C'est lui. C'était lui. Le personnage qui faisait le resto.

C'est pour lui et Marie qu'on y allait.

Un homme attachant, même la boule à zéro, toujours de bonne humeur (la moindre des choses pour un commerçant...) Une petite blague toujours au coin des lèvres. Une attention. Il est parti à l'âge de 47 ans. Il est le père de quatre enfants.

Le Schaeffer est un lieu de retrouvailles, des mamans certes de Ste Marie, et non pas des paumés de la vie, quoique, et dès le matin, tôt et ensuite la déferlante des retraités qui se lèvent au gré de leur nuit, bien passées ou pas.

L'endroit est comme un couloir qui aspire et inspire. Plus on avance, en zyeutant de droite à gauche, plus on croise des regards en biais. Et miracle, tout au fond, les tables du restaurant, disposées de la même manière (on ne se refait pas), plus loin encore, les commodités.

Aux tables disposées à l'entrée, de part et d'autre, baignées de clarté, succédaient des espaces comme protégés par une lumière initiatique.

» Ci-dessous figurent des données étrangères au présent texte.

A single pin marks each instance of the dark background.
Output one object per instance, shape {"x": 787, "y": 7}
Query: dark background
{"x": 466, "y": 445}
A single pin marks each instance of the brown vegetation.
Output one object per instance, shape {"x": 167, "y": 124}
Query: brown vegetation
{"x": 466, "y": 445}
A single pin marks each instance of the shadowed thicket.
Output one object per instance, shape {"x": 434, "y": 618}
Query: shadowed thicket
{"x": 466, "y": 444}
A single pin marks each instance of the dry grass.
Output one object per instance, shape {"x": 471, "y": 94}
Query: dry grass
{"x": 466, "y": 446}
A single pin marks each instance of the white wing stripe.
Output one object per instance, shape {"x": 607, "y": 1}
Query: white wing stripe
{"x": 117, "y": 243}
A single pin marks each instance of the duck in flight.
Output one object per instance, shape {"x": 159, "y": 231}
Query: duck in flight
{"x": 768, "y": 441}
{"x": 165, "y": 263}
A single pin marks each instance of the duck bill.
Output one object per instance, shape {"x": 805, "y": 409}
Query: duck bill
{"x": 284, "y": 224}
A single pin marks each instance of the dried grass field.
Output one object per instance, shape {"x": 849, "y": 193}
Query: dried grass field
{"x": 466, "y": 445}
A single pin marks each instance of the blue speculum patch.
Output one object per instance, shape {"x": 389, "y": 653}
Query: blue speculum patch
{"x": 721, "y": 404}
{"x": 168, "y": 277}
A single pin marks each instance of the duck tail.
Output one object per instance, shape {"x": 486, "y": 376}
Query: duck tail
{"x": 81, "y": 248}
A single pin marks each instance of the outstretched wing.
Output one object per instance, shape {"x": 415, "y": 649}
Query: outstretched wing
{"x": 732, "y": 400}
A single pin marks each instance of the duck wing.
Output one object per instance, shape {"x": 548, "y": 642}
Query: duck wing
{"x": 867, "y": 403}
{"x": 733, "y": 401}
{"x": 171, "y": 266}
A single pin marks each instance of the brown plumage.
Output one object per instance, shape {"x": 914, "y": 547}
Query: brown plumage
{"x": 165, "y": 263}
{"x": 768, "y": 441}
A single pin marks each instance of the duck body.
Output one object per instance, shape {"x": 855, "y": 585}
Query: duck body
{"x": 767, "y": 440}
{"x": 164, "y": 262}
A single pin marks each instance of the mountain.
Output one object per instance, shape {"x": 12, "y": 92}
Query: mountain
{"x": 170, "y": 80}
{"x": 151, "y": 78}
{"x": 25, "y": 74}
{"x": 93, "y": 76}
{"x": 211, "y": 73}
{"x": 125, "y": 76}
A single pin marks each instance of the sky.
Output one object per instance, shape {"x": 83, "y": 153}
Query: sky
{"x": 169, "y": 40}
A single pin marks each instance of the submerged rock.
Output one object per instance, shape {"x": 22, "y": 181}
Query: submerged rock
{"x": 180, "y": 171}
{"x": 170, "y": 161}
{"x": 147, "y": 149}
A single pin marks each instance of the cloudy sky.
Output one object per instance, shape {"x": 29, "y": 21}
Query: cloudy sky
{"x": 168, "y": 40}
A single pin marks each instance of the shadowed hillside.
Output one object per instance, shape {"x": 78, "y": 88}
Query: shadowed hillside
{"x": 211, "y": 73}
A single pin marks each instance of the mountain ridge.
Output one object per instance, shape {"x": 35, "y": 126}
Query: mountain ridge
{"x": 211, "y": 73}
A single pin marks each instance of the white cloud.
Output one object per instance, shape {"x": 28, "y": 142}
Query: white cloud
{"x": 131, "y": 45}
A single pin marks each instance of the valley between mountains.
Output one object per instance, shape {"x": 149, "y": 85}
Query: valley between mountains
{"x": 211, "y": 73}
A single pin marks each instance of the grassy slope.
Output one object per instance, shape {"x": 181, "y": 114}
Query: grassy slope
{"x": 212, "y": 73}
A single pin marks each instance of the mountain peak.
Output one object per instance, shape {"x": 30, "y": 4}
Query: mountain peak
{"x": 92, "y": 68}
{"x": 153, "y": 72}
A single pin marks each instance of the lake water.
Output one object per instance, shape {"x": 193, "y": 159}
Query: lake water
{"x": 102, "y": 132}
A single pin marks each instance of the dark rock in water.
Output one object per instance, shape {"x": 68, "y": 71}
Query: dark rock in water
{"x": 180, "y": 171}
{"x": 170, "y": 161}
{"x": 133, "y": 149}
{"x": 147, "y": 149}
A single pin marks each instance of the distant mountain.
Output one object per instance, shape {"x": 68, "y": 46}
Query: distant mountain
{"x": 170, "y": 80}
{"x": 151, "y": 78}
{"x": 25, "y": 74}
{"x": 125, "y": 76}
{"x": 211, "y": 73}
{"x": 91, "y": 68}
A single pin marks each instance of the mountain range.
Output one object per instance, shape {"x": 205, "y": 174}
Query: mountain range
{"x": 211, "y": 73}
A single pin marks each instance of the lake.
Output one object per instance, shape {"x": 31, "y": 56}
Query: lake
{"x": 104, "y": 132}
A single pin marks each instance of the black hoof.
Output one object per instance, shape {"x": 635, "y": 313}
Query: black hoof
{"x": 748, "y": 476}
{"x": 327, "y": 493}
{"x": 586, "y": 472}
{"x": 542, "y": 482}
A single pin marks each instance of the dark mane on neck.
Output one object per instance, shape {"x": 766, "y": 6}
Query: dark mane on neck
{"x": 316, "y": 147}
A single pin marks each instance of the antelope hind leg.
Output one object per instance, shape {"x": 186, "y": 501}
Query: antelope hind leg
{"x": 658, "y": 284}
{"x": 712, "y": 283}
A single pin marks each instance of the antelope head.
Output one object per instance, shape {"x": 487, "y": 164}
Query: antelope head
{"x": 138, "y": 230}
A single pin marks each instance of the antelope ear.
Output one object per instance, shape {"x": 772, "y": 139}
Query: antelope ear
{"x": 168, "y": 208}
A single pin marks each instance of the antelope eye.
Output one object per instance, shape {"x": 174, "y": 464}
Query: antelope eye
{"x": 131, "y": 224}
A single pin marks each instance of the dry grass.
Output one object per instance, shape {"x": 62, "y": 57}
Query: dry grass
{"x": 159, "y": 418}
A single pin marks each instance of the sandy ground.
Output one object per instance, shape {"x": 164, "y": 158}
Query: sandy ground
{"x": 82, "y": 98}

C'est ici, tout au fond, autour de petites tables conçues pour des tête à tête, que j'ai passé de bons moments, à échanger avec un homme sorti de nulle part dans la vie d'un journaleux de province. Au travers de quelques mots signifiants d'un article sur l'aménagement du territoire consacré aux berges de l'Yonne qu'il jugeait massacrées au nom du nettoyage indispensable afin de justifier les fonds programmés en regard de la politique de l'insertion, leitmotiv à l'époque.

Il s'appelle François Morand, directeur honoraire au CNRS (centre national de recherche scientifique). Pourquoi le citer ? Lui le Savoyard républicain avait, au terme de sa carrière, acheté un moulin près de Charny et  luttait contre l'ignorance et la bêtise humaine, malgré lui.

De midi à 18 heures, plusieurs fois nous avons consommé des conversations qui semblaient avoir duré deux minutes. Il avait sa bonbonne d'oxygène et son masque qu'il utilisait ponctuellement. Puis on continuait. Eh oui c'est ainsi. La magie du lieu ou du bonhomme. Et Bouli se marrait en douce.... il était content que les gens chez lui soient contents voire heureux. Tout simplement.

Et il y eut autour des petites tables rondes du Schaeffer, Guy Férez, le jeune maire épris d'urbanisme. Un souvenir inoubliable car il s'est lâché. Un vrai moment de vraie vie. Autour d'un café. Pourquoi donc avoir choisi celui-là ? Qui peut le dire ? Et puis il y a Daniel, Nicole, et tous les autres.

Mais la plus merveilleuse était Marie, qui avec son sourire, sortant de son coeur tout droit et raide, irradiait le bonheur. C'est aujourd'hui, seulement que je m'en rends compte.